窓にあたる雨粒が大きく、当たるのを見ている私は憂鬱な気持ちになっていく。

(二人共怒ってるんだろうな…)

そんな風に思っていると扉をノックされ、私は返事をする。

入ってきたのはクロウさんだけだった。
マリーさんも居たのに何故今は一人なんだろうと思った。
でも、二人よりは一人の方が少しだけ安心している私がいるのもまた事実である。

「く、クロウさん。今日は…」

すぐに謝ろうと声を出すが、それを遮るかのように私に話しかけてきた。

「腕、どうだ?」

今日の事を怒るのではなく、私の容態を心配してくれてた。
そう言われ、私は左腕を触り出す。

「やはりまだ痛いに決まってるよな。そんな傷、すぐに治る訳ないからな」

ゆっくり近づいてきて、窓近くに立つ私の側にあるベットに腰掛けた。
手招きをされ私をベットに座るように促してくる。

今までの私だったらそんなベットでお互いに座るなんて嫌だったが、素直にそれに応じた。

「少しだけ腕、見せてくれないか?」

包帯でぐるぐる巻きにされている腕を見せて欲しいと頼むクロウさん。
真っ赤になったドレスの下に隠れている私の刺された傷が見たいという。

「…見ると怒りが込み上げると思うから、嫌です」

「…そうか、お前は俺の気持ちとかよく分かるな」

「分かりやすいです。
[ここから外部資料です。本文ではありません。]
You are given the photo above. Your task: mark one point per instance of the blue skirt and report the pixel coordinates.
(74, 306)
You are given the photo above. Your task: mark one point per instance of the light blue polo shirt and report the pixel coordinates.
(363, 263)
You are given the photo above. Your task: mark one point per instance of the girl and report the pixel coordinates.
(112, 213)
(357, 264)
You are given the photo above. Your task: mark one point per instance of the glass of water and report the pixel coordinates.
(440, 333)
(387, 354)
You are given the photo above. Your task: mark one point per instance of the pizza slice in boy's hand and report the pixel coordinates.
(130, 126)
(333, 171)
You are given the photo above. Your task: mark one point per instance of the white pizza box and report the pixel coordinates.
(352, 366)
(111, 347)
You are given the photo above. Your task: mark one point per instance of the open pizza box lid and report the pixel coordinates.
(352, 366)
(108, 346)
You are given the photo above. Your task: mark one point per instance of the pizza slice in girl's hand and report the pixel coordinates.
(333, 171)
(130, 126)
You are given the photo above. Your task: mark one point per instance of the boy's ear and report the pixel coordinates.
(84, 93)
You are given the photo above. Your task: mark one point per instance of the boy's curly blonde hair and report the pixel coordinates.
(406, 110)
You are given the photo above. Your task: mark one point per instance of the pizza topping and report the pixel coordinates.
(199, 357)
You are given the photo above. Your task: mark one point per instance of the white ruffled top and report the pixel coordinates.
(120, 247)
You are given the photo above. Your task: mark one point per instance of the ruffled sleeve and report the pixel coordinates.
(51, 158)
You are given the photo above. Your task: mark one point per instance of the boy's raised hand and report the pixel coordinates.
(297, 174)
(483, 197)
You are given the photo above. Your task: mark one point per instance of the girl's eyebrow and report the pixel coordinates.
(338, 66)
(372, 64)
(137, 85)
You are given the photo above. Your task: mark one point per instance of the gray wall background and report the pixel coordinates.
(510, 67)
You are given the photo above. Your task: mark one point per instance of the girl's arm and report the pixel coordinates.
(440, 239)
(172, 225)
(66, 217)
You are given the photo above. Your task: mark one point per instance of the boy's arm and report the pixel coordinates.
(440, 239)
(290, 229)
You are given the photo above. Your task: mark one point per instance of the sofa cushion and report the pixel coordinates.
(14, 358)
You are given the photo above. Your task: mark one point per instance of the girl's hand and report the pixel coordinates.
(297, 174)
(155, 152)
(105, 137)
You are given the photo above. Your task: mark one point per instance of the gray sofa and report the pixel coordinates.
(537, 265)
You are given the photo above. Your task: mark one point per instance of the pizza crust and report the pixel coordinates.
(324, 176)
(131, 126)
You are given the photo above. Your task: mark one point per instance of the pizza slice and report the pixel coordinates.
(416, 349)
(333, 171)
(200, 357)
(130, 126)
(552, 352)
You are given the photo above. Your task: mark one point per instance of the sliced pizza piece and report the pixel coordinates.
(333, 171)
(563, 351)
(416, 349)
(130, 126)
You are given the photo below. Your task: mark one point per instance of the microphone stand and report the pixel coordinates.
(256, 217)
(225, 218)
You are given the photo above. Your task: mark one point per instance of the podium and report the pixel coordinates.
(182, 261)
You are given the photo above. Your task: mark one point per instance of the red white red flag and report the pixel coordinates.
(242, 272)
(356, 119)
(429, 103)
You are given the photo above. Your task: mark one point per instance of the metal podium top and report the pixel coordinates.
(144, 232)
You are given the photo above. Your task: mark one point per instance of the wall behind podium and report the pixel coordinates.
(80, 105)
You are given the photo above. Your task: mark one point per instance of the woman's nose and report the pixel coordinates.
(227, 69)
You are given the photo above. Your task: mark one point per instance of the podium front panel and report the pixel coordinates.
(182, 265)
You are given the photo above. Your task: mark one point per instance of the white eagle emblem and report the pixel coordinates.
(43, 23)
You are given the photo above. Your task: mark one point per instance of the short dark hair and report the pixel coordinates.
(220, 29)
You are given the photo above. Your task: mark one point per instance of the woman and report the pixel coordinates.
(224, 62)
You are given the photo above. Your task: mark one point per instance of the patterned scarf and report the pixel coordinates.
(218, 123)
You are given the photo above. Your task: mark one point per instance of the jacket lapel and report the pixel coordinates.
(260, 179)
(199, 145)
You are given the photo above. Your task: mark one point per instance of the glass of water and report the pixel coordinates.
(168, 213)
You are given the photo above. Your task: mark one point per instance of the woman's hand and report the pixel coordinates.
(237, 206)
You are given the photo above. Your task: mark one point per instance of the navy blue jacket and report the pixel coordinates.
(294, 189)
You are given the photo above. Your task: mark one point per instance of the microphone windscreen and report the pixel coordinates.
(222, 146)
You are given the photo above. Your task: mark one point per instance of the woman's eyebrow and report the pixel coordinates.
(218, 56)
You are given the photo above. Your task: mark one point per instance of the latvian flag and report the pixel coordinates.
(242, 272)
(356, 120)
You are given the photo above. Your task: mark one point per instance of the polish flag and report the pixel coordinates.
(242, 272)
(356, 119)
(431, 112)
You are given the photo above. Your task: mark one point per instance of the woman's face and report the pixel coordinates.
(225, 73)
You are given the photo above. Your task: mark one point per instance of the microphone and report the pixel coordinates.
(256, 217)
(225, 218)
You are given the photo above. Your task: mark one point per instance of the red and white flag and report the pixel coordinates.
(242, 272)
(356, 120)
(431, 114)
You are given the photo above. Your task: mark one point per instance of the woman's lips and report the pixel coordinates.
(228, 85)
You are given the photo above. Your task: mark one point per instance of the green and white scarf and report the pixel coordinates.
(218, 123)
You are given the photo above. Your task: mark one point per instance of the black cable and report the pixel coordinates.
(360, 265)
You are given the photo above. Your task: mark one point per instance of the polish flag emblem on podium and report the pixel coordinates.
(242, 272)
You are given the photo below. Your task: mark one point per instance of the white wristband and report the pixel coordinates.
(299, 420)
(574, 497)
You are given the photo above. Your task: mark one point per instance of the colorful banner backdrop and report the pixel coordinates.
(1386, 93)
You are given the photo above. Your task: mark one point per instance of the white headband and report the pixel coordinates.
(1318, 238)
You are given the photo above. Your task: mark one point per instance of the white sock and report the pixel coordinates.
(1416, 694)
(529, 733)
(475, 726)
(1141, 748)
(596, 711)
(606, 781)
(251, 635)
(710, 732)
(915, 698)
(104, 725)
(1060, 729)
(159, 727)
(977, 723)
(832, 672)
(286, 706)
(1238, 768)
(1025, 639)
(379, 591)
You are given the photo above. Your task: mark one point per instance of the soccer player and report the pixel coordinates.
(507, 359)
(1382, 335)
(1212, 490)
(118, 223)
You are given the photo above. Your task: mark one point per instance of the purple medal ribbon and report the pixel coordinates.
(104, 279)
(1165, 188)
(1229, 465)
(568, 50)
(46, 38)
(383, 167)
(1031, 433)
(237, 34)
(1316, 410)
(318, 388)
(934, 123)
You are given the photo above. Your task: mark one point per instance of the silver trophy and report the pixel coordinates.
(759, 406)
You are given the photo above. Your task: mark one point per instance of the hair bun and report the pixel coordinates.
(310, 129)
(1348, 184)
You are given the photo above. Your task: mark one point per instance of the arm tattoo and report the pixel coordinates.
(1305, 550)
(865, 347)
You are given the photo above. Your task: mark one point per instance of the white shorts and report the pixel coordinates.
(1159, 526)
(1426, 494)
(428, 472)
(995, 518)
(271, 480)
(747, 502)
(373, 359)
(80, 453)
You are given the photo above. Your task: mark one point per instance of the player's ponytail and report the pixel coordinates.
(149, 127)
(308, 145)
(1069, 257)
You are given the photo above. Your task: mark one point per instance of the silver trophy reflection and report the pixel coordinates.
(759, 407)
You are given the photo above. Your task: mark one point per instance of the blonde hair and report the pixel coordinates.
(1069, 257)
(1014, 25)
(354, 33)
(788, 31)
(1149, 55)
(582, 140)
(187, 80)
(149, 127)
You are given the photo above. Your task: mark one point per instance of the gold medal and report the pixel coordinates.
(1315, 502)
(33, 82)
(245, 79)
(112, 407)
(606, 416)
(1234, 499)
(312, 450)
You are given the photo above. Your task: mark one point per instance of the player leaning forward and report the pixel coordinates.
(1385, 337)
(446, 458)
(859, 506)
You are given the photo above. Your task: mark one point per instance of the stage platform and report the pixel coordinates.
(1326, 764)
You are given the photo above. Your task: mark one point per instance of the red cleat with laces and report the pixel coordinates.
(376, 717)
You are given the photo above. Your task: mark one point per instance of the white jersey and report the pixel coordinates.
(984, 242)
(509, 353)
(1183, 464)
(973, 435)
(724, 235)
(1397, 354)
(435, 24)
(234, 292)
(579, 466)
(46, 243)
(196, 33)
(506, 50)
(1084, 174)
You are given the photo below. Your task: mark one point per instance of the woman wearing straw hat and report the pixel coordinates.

素直というか真っ直ぐと言うか…
誰に対しても真っ直ぐにぶつかる事が出来るのは羨ましいです。私はそんな真似できません」

「いや、お前はそんな風にしなくていい。お前はお前らしくいればいいのではないか?」

なんかいつもみたいに怒る雰囲気ではないクロウさんに少し違和感を覚えた。
優しい。というより優しすぎるくらいではないかと。

「あの、今日はすみません…
役を真っ当出来ずに終わってしまって。なんてお詫びを言ったら…」

「…気にするな、頼んだ俺も悪い」

「…変です」

「何がだ」

「何故もっと怒らないんですか?いつもなら怒鳴りちらすくらい怒りますよ。
…思ってる事、ありますよね?
言ってもらえませんか?」

不意にクロウさんは立ち上がり、座る私の前に膝まついた。